O presidente Jair Bolsonaro sente saudades desse país do "ame-o ou deixe-o", mas ainda não foi capaz de reproduzir aquela atmosfera em 2022.

Datas históricas também podem servir para reavaliações sobre a trajetória e a identidade de um país, úteis para a tomada de novos rumos —observar o passado não basta para definir o futuro, mas sempre ajuda.

Iniciativas voltadas à reflexão em torno dos 200 anos existem, é claro, mas têm sido abafadas pelo uso político que a Presidência da República faz deste 7 de Setembro.

"O bicentenário coincide com um momento dramático do país. O debate político de baixo nível joga um véu sobre a complexidade dos novos estudos", diz a historiadora Cecilia Helena de Salles Oliveira, autora do recém-lançado livro "Ideias em Confronto - Embates pelo Poder na Independência do Brasil (1808-1825)".

Nem tudo está perdido, porém. Resta fazer como o motorista que desce a serra em dia de neblina. É preciso reduzir a velocidade e redobrar a atenção diante da névoa —a turbulência resultante das ameaças autoritárias— para conseguir enxergar a curva logo adiante —as ações louváveis que a efeméride traz.

Passada a curva, há, sobretudo, a reabertura do Museu do Ipiranga, depois de nove anos fechado.

Além de dobrar de tamanho, a instituição retoma as atividades com duas diretrizes. A primeira é uma visão crítica em relação à história do país, do estado de São Paulo e do próprio museu, apresentada em mesas interativas e outros itens que acompanham as obras.

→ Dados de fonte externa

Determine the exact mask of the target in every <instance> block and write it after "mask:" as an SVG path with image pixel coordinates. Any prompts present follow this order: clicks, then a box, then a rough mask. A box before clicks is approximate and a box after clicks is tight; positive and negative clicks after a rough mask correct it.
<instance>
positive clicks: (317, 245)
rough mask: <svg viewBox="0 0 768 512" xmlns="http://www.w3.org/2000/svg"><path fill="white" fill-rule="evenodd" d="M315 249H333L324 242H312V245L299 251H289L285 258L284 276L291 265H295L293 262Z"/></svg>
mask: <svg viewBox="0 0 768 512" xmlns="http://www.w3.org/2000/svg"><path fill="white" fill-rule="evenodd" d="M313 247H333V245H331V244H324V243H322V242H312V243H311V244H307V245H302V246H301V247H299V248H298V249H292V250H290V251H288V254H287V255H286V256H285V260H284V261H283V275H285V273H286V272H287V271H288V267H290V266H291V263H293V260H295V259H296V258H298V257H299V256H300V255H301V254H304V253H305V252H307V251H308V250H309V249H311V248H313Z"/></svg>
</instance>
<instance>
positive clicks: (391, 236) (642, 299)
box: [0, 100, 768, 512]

A segunda é uma aposta em acessibilidade nas 49 salas expositivas (antes eram 12) e nos demais espaços.

Com incentivo de lei Rouanet, investimentos do governo estadual e da USP e patrocínio direto de empresas, o museu demonstra que parcerias público-privadas funcionam bem quando levadas a sério.

A USP, que administra o museu, merece aplausos, assim como João Doria, então governador, que liderou as articulações para que a reforma avançasse.

Esta frente reflexiva dos 200 anos não se restringe ao museu, evidentemente. Novos livros, como "Adeus, Senhor Portugal", "Dicionário da Independência do Brasil" e o já citado "Ideias em Confronto", iluminam o debate histórico.

Numa outra chave, produções recém-lançadas, como a minissérie "Independências", de Luiz Fernando Carvalho, e o filme "A Viagem de Pedro", de Laís Bodanzky, tratam o tema com mais maturidade do que, por exemplo, "Independência ou Morte" (1972), de Carlos Coimbra.

Embora momentaneamente abafados, o museu e essas produções culturais tendem a se manter vivos por mais tempo do que o governo da ocasião.